As I was looking over the stats for this blog, I noticed that one of the search phrases which led a reader here was “Reviews of Thompson Edition Horn Cases.” At the time this made me curious because I don’t have any posts related to Thompson Edition cases, or horn cases in general. However, as a longtime satisfied customer of Thompson Edition and the owner of two different models of horn case produced by them, a review of their products did seem like an excellent idea for a blog topic. So I owe a thank you to whomever generated that search. Anyway, on with the review.

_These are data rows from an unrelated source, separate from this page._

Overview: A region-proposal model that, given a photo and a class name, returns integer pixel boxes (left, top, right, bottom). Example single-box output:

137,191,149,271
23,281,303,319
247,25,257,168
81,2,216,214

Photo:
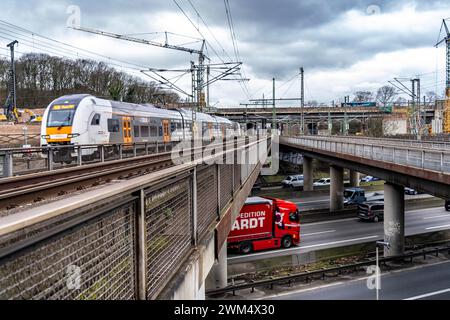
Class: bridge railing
0,137,249,178
299,135,450,151
0,137,267,300
282,136,450,174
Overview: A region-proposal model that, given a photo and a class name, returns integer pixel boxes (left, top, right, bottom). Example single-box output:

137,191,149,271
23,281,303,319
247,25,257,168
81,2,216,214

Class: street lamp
375,240,390,300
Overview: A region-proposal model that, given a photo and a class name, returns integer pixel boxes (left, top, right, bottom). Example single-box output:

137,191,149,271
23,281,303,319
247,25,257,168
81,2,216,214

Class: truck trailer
227,197,300,254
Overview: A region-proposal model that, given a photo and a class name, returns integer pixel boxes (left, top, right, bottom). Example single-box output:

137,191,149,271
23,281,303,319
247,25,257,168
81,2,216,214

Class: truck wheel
239,242,252,254
281,236,292,248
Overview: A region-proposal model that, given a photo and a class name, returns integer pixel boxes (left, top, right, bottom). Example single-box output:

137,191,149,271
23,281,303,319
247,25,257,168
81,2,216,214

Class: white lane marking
296,200,329,205
258,260,450,300
407,207,445,215
228,235,379,261
257,282,345,300
404,288,450,300
299,236,379,249
304,218,359,226
423,215,450,220
302,230,336,237
426,224,450,230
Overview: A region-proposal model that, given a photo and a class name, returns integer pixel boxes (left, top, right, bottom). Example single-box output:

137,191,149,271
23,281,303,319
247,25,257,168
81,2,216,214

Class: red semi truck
227,197,300,254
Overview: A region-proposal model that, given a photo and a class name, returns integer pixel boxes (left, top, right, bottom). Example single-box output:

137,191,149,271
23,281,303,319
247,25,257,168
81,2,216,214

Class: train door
123,117,132,143
163,120,170,143
208,123,213,141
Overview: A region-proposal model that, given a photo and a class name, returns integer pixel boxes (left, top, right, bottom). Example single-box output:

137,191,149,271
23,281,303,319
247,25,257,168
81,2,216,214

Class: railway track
0,139,247,211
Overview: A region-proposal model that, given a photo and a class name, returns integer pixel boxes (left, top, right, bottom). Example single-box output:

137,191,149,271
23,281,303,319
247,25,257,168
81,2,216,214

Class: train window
150,126,158,137
141,126,149,137
91,114,101,126
134,126,140,137
107,119,120,133
170,123,176,132
159,126,163,137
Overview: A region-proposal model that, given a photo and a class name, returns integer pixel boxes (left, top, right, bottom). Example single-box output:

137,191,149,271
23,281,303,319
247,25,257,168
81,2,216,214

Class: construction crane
72,27,207,117
3,40,19,123
436,18,450,134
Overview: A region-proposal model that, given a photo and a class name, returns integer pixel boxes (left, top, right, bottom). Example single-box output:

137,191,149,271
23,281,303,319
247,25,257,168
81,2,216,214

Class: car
404,187,418,195
343,188,367,206
360,176,381,183
313,178,331,187
358,201,384,222
446,200,450,212
281,175,304,188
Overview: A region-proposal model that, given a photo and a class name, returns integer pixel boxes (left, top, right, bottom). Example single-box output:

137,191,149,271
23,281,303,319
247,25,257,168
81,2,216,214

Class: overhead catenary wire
223,0,251,100
0,20,154,75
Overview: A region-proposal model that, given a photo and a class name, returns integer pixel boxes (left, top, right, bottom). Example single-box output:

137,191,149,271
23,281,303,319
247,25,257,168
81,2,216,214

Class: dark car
358,201,384,222
446,200,450,212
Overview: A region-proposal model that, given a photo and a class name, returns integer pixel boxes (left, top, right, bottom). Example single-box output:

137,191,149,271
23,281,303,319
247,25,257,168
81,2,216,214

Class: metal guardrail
0,136,267,300
206,245,450,296
0,137,256,178
282,136,450,174
302,135,450,151
0,141,180,178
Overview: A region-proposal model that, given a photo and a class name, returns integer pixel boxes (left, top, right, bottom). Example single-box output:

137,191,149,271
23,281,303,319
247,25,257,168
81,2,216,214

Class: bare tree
376,85,397,107
1,53,180,108
353,91,373,102
395,96,407,106
425,91,437,105
307,100,318,107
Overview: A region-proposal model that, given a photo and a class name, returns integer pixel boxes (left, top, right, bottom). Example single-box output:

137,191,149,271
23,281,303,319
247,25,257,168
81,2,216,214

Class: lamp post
375,240,390,300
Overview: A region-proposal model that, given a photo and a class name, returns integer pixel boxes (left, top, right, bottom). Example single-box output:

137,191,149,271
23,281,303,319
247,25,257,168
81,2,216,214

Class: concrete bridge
280,135,450,258
0,136,271,300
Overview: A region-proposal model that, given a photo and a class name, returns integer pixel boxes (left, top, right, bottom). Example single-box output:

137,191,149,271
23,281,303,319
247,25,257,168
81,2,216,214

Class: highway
228,206,450,264
264,260,450,300
288,190,425,211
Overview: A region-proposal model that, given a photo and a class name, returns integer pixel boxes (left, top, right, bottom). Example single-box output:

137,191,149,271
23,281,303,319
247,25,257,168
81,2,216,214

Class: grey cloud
1,0,449,86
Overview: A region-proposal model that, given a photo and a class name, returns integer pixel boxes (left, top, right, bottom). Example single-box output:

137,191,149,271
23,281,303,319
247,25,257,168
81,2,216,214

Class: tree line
0,53,180,109
352,86,439,107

I purchased my first Thompson Edition case in 2005 for my Yamaha 667v fixed bell horn, the Case for fixed-bell horn, black, pictured below. [Images obtained from Thompson Edition’s website, http://www.thompsonedition.com]
I wanted something similar to a Marcus Bonna MB2, but without the hefty price tag. At less than $250.00, the Thompson Edition case fit the bill. I still have the case, which I use every day for my main instrument. The quality is excellent, and the case is light and strong. The included pocket will hold plenty of music, as well as a small tool kit with extra string, screwdrivers, etc. My only complaint with this case is that the small plastic bumpers on the bottom of the case gradually came loose and fell off. However, the case will still sit up just fine without them. As for portability, the case is a little larger than the MB2, but will still fit comfortably in most spaces. As for flying, you won’t be putting this case, or any other fixed bell case for that matter, in an overhead compartment on any airplane. [Ok, so I definitely overreacted on that statement! See the update in the comments section below.] However, I have been successful in fitting it far enough under the seat in front of me to satisfy flight attendants. I’ve also gate checked the case several times, and my horn has thus far not been damaged in any way. If you have the money the MB2 is worth it I’m sure, but if you are on a budget the Thompson case is also a very good way to go.
I also own one of Thompson Edition’s new detachable bell cases, the Ultra-flat case for detachable-bell horn, black (see below).
I purchased this case last year for my wife’s horn. She had been using a Protec detachable bell case, but it was a bit unwieldy. As with the fixed bell case, this one is very well made, only with a much smaller profile. On airplanes this case will fit in all but the smallest overhead compartments, and will also fit completely under the seat in front of you as long as the passenger beside you allows you to put the case under both seats. I think my case was supposed to be supplied with backpack straps, but for some reason they were not included. Rather than contact Thompson Edition I just used the straps from an old MB1 case. I’m sure Thompson Edition would have supplied the straps had I contacted them about the problem. This brings me to my next point. I have occasionally seen complaints about Thompson Edition voiced in various places, but speaking from my own experiences with the company they have always been easy to deal with and provided excellent service. I don’t disbelieve the complaints I’ve heard, but that has not been my experience with this particular company. My advice would be to give Thompson Edition a try and see what you think. If you aren’t satisfied there are plenty of other retailers out there.